• APB fait un bide : 90 000 étudiants en souffrance

     

     

     

    APB fait un bide : 90 000 étudiants en souffrance

    Tirage au sort estival par un président d’université d’étudiants dans une filière en tension

     

     

    Près de 90 000 jeunes bacheliers, dont certains avec mention Bien ou Très Bien, ont appris, vendredi 14 juillet, qu’ils étaient toujours sans affectation pour la prochaine rentrée universitaire de septembre dans les licences auxquelles ils avaient candidaté via le portail national d’admission post-bac, dit APB. Ces bacheliers ont échoué aux deux premiers tirages au sort pratiqués par plusieurs universités (voir mon article : Tirage au sort des étudiants dans les filières en tension).

     

     

    Aussitôt, la nouvelle ministre de l’enseignement supérieur dont nul ne connaissait le nom (Frédérique Vidal) a pris la parole pour s’engager à mettre à la corbeille, en 2018, cette procédure du tirage au sort. Personne ne lui avait dit que la pratique du tirage au sort des étudiants, en dernier recours, dans les filières en tension, venait tout juste d’être entérinée par la circulaire n° 2017-077 du 24 04 2017, publiée au Bulletin officiel de l'éducation nationale, le jeudi 27 avril 2017, héroïquement signée, par délégation du ministre de l’Education nationale, par le chargé des fonctions de directeur général de l’enseignement supérieur « par intérim. » (http://www.education.gouv.fr/pid285/bulletin_officiel.html?cid_bo=115792).

     

     Mais rassurez-vous, bonnes gens, ce lundi 17 juillet 2017, les syndicats étudiants bien en cours, les présidents d’université non encore partis en vacances, des parents d'élèves et des représentants du ministère non identifiables se réunissent « pour échanger des vues au sujet de la question des modalités d’entrée en faculté », étant exclu le seul remède efficace susceptible de fâcher les électeurs : la sélection des candidats par les universités.

     

    En attendant, le communiqué officiel de cette réunion estivale, voici, chers lecteurs inconnus, un court extrait de mon article « Dieu et Dieu font Droit », paru aux Petites Affiches du 8 juin dernier (Petites affiches, Gazette du Palais, La loi, Le Quotidien juridique, n° 114 du 8 juin 2017, p. 8 à 14. Les enseignants, étudiants et personnels administratifs d’universités peuvent consulter cet article sur Lextenso grâce à leur numéro d’authentification en se connectant au site de leur bibliothèque universitaire. Il en est de même des professionnels du droit abonnés à l’une des bases juridiques de Lextenso. https://www.lextenso.fr/).

     

     

    J’y raconte les mésaventures d’Allegro Moderato, jeune bachelier ES, notamment confronté au choix d’une formation et d’une université (NDRL : Je suis désolé mais, lorsque j’ai rédigé dans le courant de l’année cette comédie du droit, je n’avais pas imaginé une seule seconde qu’un bachelier avec mention Très Bien puisse être écarté de l’ensemble des universités où il avait candidaté dans la filière de son choix en application du programme informatique APB. D’ailleurs, personne ne m’aurait cru !).

     

         - Le choix d’une vie.

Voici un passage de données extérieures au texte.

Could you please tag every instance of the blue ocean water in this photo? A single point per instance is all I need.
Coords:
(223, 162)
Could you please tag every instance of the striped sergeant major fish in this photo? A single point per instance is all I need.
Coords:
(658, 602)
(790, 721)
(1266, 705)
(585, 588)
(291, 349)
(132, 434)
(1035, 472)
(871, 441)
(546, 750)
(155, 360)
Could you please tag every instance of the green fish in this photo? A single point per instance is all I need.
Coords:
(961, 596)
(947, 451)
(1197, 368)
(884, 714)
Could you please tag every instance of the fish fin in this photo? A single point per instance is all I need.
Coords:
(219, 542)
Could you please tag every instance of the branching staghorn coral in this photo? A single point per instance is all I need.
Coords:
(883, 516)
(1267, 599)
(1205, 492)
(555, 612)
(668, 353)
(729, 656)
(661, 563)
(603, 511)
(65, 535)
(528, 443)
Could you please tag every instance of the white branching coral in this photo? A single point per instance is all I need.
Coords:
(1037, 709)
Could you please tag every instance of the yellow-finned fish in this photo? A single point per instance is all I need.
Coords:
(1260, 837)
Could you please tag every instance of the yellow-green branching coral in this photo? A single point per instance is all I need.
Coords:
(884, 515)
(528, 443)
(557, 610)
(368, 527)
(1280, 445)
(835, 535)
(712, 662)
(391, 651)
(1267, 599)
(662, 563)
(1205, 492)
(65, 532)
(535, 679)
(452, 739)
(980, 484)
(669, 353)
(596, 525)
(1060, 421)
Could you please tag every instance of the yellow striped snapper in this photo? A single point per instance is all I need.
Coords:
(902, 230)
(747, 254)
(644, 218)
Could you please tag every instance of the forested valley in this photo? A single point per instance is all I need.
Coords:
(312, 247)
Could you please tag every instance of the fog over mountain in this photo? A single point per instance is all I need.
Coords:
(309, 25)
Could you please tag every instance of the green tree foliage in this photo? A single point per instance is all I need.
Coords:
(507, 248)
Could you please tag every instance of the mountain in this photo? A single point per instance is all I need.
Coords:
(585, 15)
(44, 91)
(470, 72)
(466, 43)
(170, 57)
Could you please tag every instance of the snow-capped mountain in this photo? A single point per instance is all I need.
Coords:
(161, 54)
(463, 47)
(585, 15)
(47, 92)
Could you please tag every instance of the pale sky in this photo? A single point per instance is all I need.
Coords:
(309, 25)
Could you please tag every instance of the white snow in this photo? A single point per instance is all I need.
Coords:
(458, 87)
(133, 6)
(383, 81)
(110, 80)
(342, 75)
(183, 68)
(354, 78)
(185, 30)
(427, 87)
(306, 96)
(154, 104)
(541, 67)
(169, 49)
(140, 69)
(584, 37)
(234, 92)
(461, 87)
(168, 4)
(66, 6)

Invité à faire ses vœux d’études supérieures sur la plateforme en ligne APB à laquelle « on y comprend pas grand’chose » (www.admission-postbac.fr/), parmi les 12 000 formations proposées, Allegro Moderato, s’était subitement posé la question de sa vocation. Fauché comme les blés, il ne pouvait intégrer les grandes ou les petites-grandes écoles de la Place à honoraires libres. Nul en math, il devait renoncer à l’appel de la vie micro ou macro économique des facs d’éco. Quant à socio ou  psycho, il aurait dû souffrir des moqueries de son entourage. Bien sûr, il y avait l’UFR de sports, rebaptisée STAPS ou « Sciences et Techniques des Activités Physiques et Sportives », mais il préférait regarder le sport à la télé. Aussi avait-il choisi de s’inscrire dans une fac de droit à tarif réglementaire pour devenir avocat afin de défendre l’infortune puis, l’âge venant, conseiller la fortune et obtenir un mandat de député.

     

           - Grande ou petite fac ? Habitant en banlieue, Allegro Moderato ne pouvait s’inscrire dans les grandes facs du quartier latin qui se disputaient le label Panthéon. Il devait intégrer l’une des facs de la zone de Paris, construites en catastrophe entre les années sixties et les années nonante. Il opéra un minutieux classement entre elles à l’aide des fiches horaires SNCF, RER et RATP, et des avis d’étudiants donnés sur les réseaux sociaux d’universités (« Dzolé, j'y vais un peu fort, mais cette fac en ruine c’est le chaos et une insulte à l’intelligence » ; « Ben alors y a personne pour répondre svp ? » ; « Fil fermé par la modération »). C’est ainsi qu’il classa en premier une fac à RER ; en second une fac MTBus ; et ainsi de suite jusqu’à la fac à opinion mitigée la plus proche de chez lui, en quartier sensible. Après avoir saisi ses vœux sur le portail APB, il modifia son classement plus d’une vingtaine de fois en prenant soin de toujours classer en dernière place la fac tout près de chez lui. Puis il confirma solennellement ses vœux.

     

     

            « www.univbourse-lebonchoix.fr ». Une semaine avant le début des épreuves écrites de son bac, il reçut une proposition d’admission en « Licence Droit » dans l’université qu’il ne voulait pas réellement intégrer, selon les critères utilisés par l’algorithme baroque d’APB pour départager les candidats trop nombreux pour les licences de droit dites « en tension » et remplir les facs en voie de développement. Bien qu’un peu dépité de ne pas avoir plu aux autres universités mieux cotées, il opta d’emblée pour la réponse 1 « Oui définitif », délaissant celle réservée aux lauréats souffrant d’un besoin inconscient de se rendre malheureux (2 : « Oui, mais »), et les deux dernières de la famille Ça va pas la tête ! (3 « Non, mais » ; 4 « Démission générale »). Puis il retourna aux résumés de ses fiches de révision du bac pour en surligner l’essentiel, tout en levant les mains au ciel : « Si tu existes Dieu, tu ne dois pas permettre que je sois collé !». C’est ainsi qu’il obtint son bac du premier coup, au grand étonnement de ses proches qui brûlèrent aussitôt un cierge à Saint Joseph de Cupertino, le très saint patron des examens des lycéens. Ce premier grade universitaire lui permit d’accéder à l’enseignement supérieur sous l’étiquette de « primo-arrivants de la période d’intégration du L1 » (il y a quelques années, ces mots collectifs, qui fleurent bon l’ère paléozoïque, étaient réservés aux écoliers nouvellement arrivés en France sans maîtrise suffisante de la langue française, ainsi qu’aux enfants du voyage, plus joliment appelés enfants voyageurs)…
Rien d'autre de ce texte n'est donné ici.